# SMS Charcoal problems



## gforster (Jul 30, 2006)

So, I got a nice deal on SMS charcoal at Lesco. I put it in my tank. I add water. Apparently SMS + water = fizzing. There was tons of fizzing going on. I figured it would die down. Then, I noticed it was super cloudy. I waited and it was clear the next day. I stirred up the substrate a little to see what the situation was. It kicked up a huge cloud. It made flourite look clean. I figured I would just clean out all of the gunk. So, I hook it up to a filstar xp1 and clean it out for 3 days. That stuff was dirty. It still is dirty. Plus, it smells horrible. Like something died.

So, did I just get a bad batch of SMS or is there something that I am missing?

thanks


----------



## hoppycalif (Apr 7, 2005)

Not everyone agrees with me on this, but I believe it is essential to wash SMS thoroughly before putting it in the tank. This stuff is made to spread on a baseball field, so there is no reason for the manufacturer to care if it is dirty or contaminated with something that might be bad in an aquarium. When I wash it I get a huge amount of brown water and it takes several washes to get rid of almost all of the brown water. But, my bag has never experienced fizzing.


----------



## zabak80 (Mar 31, 2007)

I always wash it too. But no matter how much I wash it, it always will cloud a little if disturbed.

However, I find that over a few days and weeks, it goes down. If left undisturbed, all the dust and particles will settle on the bottom underneath the substrate. I saw this when I redid a tank recently and removed the SMS. All the dust and particles were on the bottom.

Just give it some time.


----------



## JohnInFla (May 15, 2007)

I just recently filled a 180 gal using UNWASHED SMS charcoal. It took about 80 lbs to get the depth that I wanted and this picture shows how it looked IMMEDIATELY after filling.










I filled it until the SMS was just "not quite covered" in the tank and held the water level there until I finished the planting you see in the picture above. Once I was done with the initial planting, I filled the tank the rest of the way. The key to the clarity, I believe, is that I filled the tank SLOWLY ... 4 to 5 hours to fill completely.

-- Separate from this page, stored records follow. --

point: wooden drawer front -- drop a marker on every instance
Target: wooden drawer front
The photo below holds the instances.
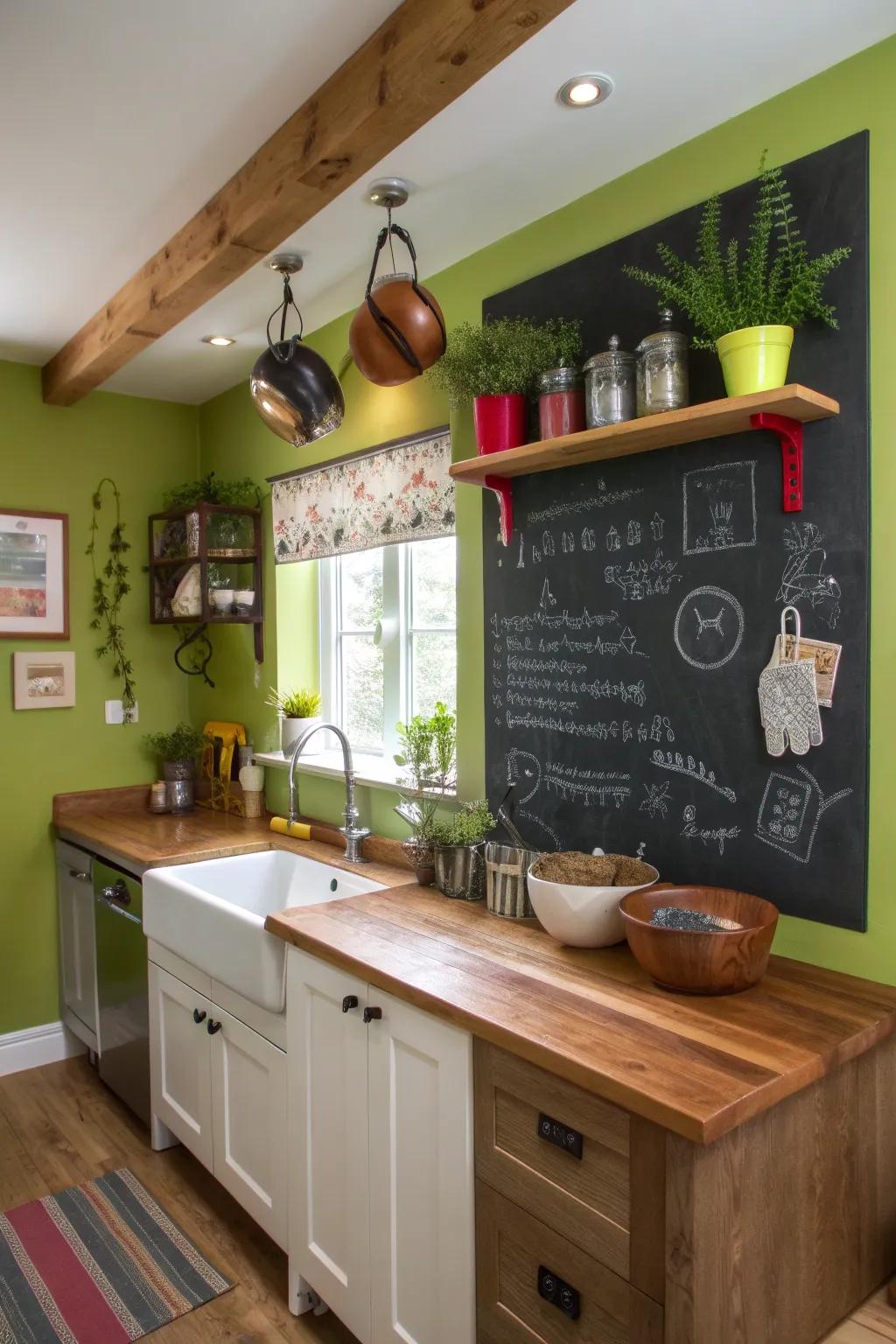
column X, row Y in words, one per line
column 511, row 1248
column 584, row 1198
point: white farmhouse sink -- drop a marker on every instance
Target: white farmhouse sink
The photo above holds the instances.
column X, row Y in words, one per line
column 213, row 914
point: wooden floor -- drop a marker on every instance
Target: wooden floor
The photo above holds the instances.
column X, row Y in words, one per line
column 60, row 1125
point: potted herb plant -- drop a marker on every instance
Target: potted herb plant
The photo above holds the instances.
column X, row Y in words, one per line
column 429, row 757
column 178, row 752
column 298, row 710
column 494, row 366
column 747, row 306
column 459, row 867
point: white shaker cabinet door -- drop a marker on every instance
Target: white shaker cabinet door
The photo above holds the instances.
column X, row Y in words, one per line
column 422, row 1179
column 248, row 1120
column 178, row 1063
column 328, row 1148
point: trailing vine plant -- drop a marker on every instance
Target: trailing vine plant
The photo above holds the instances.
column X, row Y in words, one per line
column 109, row 586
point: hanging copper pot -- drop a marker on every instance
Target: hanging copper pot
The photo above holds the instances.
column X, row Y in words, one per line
column 399, row 331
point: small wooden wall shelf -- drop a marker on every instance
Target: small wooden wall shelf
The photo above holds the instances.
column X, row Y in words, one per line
column 783, row 411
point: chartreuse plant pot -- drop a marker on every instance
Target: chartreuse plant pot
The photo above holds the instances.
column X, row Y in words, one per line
column 755, row 359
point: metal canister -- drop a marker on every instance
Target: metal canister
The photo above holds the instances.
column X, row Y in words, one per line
column 609, row 386
column 662, row 376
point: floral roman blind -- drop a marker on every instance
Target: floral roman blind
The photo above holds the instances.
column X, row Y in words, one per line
column 399, row 492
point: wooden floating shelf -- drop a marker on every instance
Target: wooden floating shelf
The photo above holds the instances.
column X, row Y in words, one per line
column 690, row 425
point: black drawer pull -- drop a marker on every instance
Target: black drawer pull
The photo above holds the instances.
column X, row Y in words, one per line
column 559, row 1293
column 562, row 1136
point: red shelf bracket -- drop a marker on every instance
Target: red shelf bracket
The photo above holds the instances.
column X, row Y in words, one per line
column 502, row 486
column 792, row 456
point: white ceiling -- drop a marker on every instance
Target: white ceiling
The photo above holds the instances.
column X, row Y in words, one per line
column 121, row 118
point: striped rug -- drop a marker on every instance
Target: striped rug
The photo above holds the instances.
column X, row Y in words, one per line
column 98, row 1264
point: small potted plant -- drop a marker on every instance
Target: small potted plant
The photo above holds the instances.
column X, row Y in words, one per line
column 298, row 711
column 459, row 867
column 494, row 366
column 178, row 752
column 429, row 757
column 747, row 308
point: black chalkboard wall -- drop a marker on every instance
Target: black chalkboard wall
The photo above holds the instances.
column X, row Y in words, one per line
column 620, row 718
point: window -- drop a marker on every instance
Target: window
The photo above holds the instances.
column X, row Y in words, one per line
column 388, row 640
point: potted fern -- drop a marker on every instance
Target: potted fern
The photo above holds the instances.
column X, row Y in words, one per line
column 427, row 756
column 298, row 711
column 747, row 306
column 459, row 865
column 494, row 366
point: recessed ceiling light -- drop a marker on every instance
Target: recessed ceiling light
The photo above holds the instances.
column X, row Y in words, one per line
column 584, row 90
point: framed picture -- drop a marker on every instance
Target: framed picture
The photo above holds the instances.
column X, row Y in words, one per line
column 43, row 680
column 34, row 576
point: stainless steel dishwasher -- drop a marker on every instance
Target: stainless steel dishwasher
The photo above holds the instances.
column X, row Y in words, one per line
column 121, row 985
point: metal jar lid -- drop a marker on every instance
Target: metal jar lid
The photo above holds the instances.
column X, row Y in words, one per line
column 559, row 379
column 612, row 359
column 665, row 338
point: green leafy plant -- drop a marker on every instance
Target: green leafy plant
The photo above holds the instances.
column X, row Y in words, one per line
column 429, row 749
column 469, row 825
column 497, row 358
column 294, row 704
column 109, row 588
column 182, row 744
column 775, row 283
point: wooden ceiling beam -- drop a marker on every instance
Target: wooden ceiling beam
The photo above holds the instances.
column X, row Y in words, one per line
column 424, row 57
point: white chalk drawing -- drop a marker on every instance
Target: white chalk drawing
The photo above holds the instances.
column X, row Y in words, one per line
column 693, row 769
column 708, row 628
column 790, row 812
column 582, row 506
column 719, row 507
column 803, row 578
column 657, row 800
column 642, row 579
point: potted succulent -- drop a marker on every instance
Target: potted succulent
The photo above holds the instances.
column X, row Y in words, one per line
column 178, row 752
column 429, row 757
column 494, row 366
column 459, row 867
column 747, row 308
column 298, row 711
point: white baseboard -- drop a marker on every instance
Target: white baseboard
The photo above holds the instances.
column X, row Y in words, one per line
column 37, row 1046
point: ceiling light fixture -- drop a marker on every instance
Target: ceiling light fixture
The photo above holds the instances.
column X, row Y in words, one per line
column 584, row 90
column 294, row 390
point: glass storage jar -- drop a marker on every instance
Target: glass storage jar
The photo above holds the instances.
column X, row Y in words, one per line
column 609, row 386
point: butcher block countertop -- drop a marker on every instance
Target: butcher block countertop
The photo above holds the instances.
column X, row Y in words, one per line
column 696, row 1066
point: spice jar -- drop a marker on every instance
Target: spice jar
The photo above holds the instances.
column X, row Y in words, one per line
column 662, row 370
column 560, row 402
column 609, row 386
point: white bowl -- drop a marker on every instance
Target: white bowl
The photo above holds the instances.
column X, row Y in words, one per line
column 580, row 917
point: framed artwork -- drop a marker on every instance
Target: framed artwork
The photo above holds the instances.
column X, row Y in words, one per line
column 34, row 576
column 43, row 680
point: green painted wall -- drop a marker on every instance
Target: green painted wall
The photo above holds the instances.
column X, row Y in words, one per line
column 52, row 458
column 797, row 122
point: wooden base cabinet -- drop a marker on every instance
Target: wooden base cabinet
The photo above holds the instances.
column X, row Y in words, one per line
column 381, row 1130
column 220, row 1088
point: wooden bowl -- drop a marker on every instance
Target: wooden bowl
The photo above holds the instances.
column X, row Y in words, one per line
column 717, row 962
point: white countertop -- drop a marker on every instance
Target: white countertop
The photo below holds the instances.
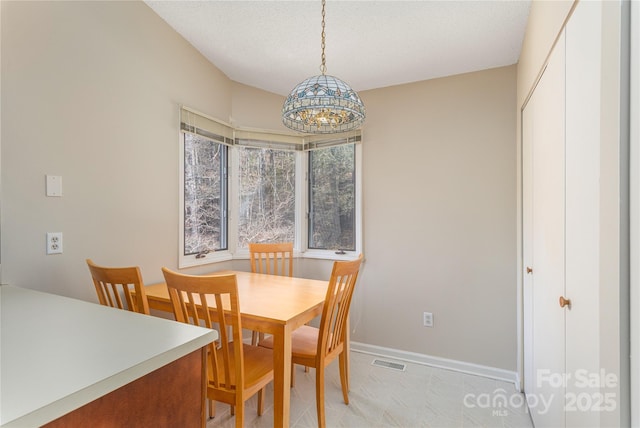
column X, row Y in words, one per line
column 58, row 354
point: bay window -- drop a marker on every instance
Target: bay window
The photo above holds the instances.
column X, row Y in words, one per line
column 239, row 186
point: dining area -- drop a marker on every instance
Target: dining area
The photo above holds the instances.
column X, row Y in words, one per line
column 261, row 319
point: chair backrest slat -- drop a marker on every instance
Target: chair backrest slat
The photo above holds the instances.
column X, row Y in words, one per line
column 113, row 282
column 272, row 258
column 337, row 303
column 212, row 300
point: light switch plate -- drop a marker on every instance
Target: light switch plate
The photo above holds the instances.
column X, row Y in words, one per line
column 54, row 242
column 54, row 185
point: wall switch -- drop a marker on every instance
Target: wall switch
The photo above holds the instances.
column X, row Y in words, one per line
column 54, row 185
column 427, row 319
column 54, row 242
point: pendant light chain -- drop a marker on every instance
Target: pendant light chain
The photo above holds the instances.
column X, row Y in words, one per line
column 323, row 67
column 323, row 104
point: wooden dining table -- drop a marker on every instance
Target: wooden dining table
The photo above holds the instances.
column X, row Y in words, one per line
column 271, row 304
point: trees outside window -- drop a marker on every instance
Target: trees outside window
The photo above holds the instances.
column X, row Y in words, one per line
column 205, row 195
column 267, row 196
column 332, row 198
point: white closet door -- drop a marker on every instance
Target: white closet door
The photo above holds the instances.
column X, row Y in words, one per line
column 585, row 400
column 544, row 223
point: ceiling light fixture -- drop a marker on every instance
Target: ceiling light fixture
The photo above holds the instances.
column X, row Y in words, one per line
column 323, row 104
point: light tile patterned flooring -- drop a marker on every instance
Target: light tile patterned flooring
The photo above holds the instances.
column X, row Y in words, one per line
column 421, row 396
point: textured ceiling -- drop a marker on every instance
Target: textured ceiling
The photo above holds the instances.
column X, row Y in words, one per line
column 274, row 45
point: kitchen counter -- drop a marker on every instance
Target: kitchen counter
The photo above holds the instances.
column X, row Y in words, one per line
column 58, row 354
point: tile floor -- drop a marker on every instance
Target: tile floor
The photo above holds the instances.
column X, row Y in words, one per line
column 420, row 396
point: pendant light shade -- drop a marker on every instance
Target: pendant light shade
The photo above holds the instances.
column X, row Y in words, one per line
column 323, row 104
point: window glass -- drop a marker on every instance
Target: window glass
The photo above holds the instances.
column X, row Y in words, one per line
column 205, row 195
column 332, row 198
column 267, row 183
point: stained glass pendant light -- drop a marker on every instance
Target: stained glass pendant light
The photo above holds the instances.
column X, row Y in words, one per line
column 323, row 104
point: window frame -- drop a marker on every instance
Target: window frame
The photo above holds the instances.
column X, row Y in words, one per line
column 276, row 141
column 189, row 260
column 330, row 254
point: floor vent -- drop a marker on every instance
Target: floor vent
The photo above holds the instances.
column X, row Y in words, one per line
column 389, row 365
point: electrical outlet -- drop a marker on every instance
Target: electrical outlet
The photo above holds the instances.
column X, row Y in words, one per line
column 427, row 319
column 54, row 242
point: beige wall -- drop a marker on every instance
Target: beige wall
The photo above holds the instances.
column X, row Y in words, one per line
column 93, row 95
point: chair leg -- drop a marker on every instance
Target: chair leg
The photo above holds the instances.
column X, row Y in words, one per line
column 320, row 396
column 344, row 376
column 240, row 415
column 261, row 401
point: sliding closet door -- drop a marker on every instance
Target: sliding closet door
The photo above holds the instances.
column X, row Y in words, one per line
column 544, row 243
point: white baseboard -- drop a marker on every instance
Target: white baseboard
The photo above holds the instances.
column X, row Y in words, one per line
column 443, row 363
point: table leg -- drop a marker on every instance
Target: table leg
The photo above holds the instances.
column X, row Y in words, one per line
column 281, row 376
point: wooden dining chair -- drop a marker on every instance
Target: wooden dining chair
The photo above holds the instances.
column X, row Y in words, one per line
column 235, row 371
column 272, row 259
column 112, row 283
column 318, row 347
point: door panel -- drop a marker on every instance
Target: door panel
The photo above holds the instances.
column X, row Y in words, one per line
column 544, row 212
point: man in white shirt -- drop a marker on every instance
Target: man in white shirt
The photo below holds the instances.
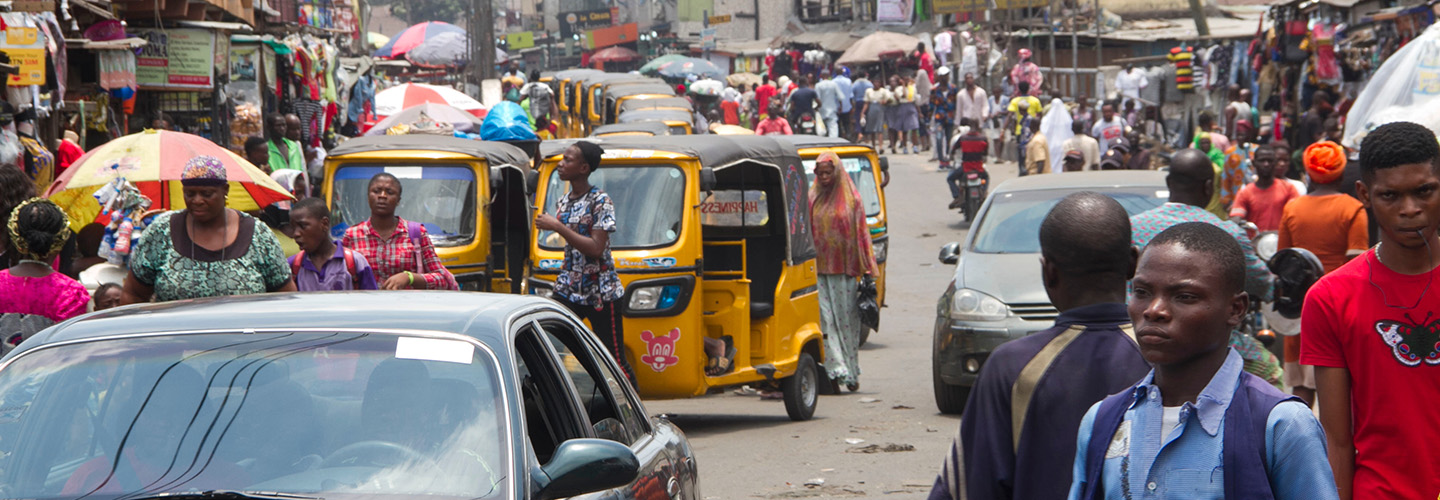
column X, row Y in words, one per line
column 971, row 103
column 1131, row 81
column 1109, row 128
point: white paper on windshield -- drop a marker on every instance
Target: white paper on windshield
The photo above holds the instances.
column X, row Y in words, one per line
column 434, row 350
column 405, row 172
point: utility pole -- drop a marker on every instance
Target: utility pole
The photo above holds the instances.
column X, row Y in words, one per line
column 483, row 41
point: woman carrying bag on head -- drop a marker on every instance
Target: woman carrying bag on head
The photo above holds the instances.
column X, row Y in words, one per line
column 843, row 254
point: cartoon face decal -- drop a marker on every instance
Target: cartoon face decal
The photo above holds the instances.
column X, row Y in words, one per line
column 660, row 350
column 1411, row 342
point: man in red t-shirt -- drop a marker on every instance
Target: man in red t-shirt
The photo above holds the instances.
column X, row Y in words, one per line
column 1371, row 329
column 1263, row 201
column 763, row 94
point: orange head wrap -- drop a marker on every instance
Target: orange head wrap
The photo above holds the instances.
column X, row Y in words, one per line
column 1325, row 162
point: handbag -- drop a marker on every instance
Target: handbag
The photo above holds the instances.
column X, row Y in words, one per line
column 866, row 300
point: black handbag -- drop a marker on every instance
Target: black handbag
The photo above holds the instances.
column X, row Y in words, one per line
column 866, row 300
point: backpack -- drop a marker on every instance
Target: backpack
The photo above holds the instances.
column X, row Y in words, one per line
column 350, row 267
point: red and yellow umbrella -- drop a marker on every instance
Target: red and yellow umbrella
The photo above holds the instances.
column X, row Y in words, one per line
column 153, row 162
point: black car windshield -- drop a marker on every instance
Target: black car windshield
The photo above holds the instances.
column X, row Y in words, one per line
column 439, row 196
column 1011, row 225
column 863, row 173
column 648, row 203
column 331, row 415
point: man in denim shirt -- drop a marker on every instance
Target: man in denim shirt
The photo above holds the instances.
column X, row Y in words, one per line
column 1197, row 425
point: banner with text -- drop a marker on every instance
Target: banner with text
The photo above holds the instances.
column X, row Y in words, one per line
column 176, row 59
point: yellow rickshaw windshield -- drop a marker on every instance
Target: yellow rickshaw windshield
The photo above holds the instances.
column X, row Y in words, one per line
column 439, row 196
column 863, row 173
column 648, row 203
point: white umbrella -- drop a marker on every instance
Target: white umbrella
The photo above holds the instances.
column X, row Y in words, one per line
column 401, row 97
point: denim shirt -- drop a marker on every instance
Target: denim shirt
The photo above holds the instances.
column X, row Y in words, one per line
column 1185, row 464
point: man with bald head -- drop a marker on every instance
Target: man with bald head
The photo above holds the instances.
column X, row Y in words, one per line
column 1020, row 427
column 1191, row 183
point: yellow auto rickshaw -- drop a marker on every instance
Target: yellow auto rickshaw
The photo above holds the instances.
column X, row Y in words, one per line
column 870, row 173
column 713, row 241
column 565, row 95
column 680, row 123
column 470, row 196
column 642, row 128
column 618, row 94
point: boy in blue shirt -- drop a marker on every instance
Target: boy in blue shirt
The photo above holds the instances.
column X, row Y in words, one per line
column 1197, row 425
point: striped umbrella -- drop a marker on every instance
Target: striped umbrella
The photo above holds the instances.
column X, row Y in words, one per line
column 392, row 100
column 153, row 160
column 414, row 36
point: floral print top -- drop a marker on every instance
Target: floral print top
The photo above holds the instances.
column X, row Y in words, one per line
column 169, row 261
column 583, row 280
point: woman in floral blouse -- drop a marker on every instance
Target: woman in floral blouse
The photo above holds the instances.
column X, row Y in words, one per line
column 585, row 218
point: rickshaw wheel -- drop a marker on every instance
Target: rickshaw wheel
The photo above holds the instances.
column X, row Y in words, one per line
column 802, row 389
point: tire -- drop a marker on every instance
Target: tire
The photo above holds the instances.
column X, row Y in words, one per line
column 801, row 389
column 948, row 398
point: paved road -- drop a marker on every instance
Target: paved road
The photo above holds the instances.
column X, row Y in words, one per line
column 748, row 447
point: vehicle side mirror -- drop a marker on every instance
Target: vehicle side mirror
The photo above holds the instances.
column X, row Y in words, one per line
column 588, row 466
column 707, row 179
column 951, row 252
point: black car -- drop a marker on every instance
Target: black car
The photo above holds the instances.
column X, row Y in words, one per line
column 331, row 395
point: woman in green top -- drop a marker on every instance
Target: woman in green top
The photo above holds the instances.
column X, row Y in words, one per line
column 205, row 250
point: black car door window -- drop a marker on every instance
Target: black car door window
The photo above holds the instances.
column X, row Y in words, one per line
column 550, row 414
column 601, row 389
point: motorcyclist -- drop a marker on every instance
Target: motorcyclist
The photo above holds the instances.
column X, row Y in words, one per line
column 974, row 146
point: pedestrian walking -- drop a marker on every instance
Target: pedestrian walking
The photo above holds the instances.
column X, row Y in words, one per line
column 585, row 218
column 36, row 229
column 843, row 254
column 1365, row 327
column 1331, row 225
column 942, row 121
column 321, row 262
column 1191, row 185
column 205, row 250
column 1018, row 431
column 399, row 251
column 1197, row 425
column 1263, row 201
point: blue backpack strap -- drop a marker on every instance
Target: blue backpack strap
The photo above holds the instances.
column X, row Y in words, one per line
column 1247, row 471
column 1106, row 421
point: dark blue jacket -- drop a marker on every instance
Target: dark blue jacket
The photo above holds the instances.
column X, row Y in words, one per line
column 1064, row 369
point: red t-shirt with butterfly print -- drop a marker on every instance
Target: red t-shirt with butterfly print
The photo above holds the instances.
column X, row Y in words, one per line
column 1384, row 327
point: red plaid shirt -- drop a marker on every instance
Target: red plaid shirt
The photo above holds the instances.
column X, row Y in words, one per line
column 398, row 254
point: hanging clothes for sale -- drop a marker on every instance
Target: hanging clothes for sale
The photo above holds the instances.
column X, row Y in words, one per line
column 1182, row 58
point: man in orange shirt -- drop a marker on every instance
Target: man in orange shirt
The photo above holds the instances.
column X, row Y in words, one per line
column 1331, row 225
column 1263, row 201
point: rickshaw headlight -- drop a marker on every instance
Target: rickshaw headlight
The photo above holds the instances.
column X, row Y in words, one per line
column 880, row 250
column 974, row 306
column 657, row 297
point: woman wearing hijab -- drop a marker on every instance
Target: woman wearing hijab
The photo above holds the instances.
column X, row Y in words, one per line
column 205, row 250
column 843, row 255
column 32, row 287
column 1056, row 126
column 585, row 216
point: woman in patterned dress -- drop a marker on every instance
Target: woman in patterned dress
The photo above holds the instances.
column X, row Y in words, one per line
column 205, row 250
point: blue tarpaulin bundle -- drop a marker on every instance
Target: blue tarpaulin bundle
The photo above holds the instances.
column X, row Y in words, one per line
column 507, row 121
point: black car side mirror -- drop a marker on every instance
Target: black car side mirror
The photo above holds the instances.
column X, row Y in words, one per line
column 588, row 466
column 951, row 252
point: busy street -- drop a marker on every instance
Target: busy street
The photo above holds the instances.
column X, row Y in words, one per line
column 709, row 250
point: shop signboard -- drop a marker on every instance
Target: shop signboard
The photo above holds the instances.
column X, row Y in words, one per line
column 26, row 51
column 176, row 59
column 520, row 41
column 581, row 20
column 894, row 12
column 958, row 6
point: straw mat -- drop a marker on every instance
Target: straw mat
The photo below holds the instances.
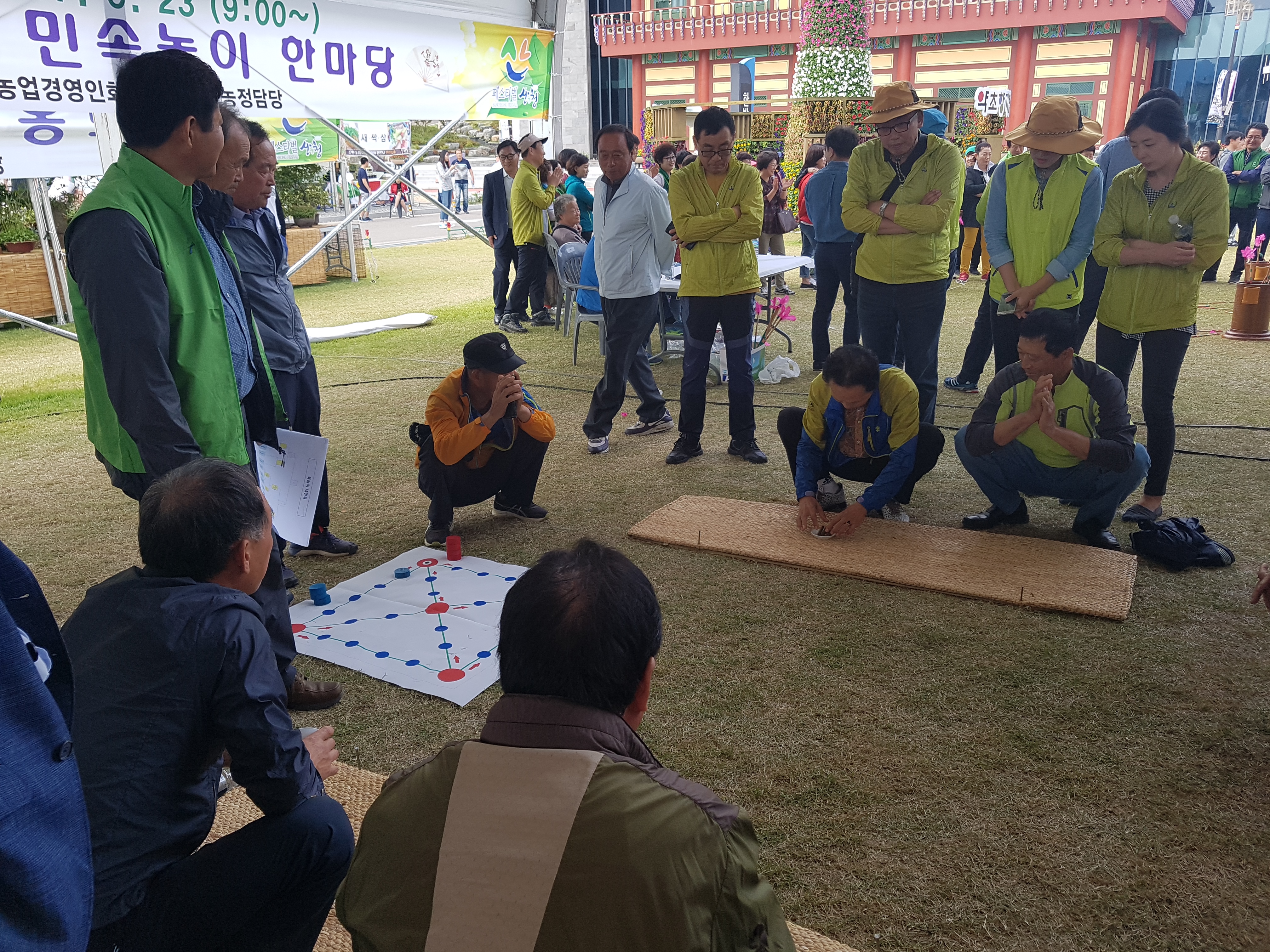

Since the initial fill, I've been adding more plants and I get a tiny puff of dust in the water when I dusturb the SMS but it clears very quickly.

The fizzing problem and smell that you describe ... not my experience ... sounds like something bad was adsorbed into the SMS before you got it.

I hope you get your problem solved.

Keep Smilin'
John


----------



## Jdinh04 (Oct 7, 2004)

I recently set up a 20g with SMS Charcoal. I never wash the stuff, its a waste of time. But don't be discouraged becuase of the cloudiness, give it a few months to establish and it will look like the best stuff you've ever seen.


----------



## Mud Pie Mama (Jul 30, 2006)

I have SMS Charcoal in two tanks now (75g & 29g). I'm getting ready to put it into a new aquarium I'll be planting as soon as I've the time - the driftwood is fully soaked, aquarium 's been leak tested, plants are housed in temporary tubs on the deck. Anyway, my point is I love the stuff. I'm using it now and, yes, I would and will be happy to use it again. 

I 've also set up aquaria using the Red SMS, as well as Shults Aquatic Planting Soil, and they all react similarly when first submerged. The fizzing is the water entering the many pore spaces on the dried, baked clay particles. Nothing to be concerned over. 

I 've always rinsed before adding to a tank. I'm definately with Hoppy on this - it is not manufactured for the Aquarium usage, and better safe than sorry. Still, even after repeated washing, there is still some clouding and dust kicked up. So, I just rinse a little and let my filstars and time take care of most of the rest. It does get much better though thru time as the particles become thouroughly saturated and develop a bio-film. Even though tiny puffs of dust can come up as you up root plants I'm more than willing to put up with this. I've seen the largest, healthiest root systems with this light, porous substrate. SMS has exceptional CEC.


----------



## duchessren (Sep 16, 2006)

I use SMS now and have never NOT washed it, so I can't comment on that aspect of things. However, I do notice that the washing/rinsing period takes some time. That is _some_ of the dustiest, "water-cloudingest" stuff I've seen. The rinsing will immensely help the clouding aspect. The cloudiness shouldn't be a problem longterm, but I know I feel better (through the instant gratification) about getting a tank substrated and filled and having it look as good as possible.


----------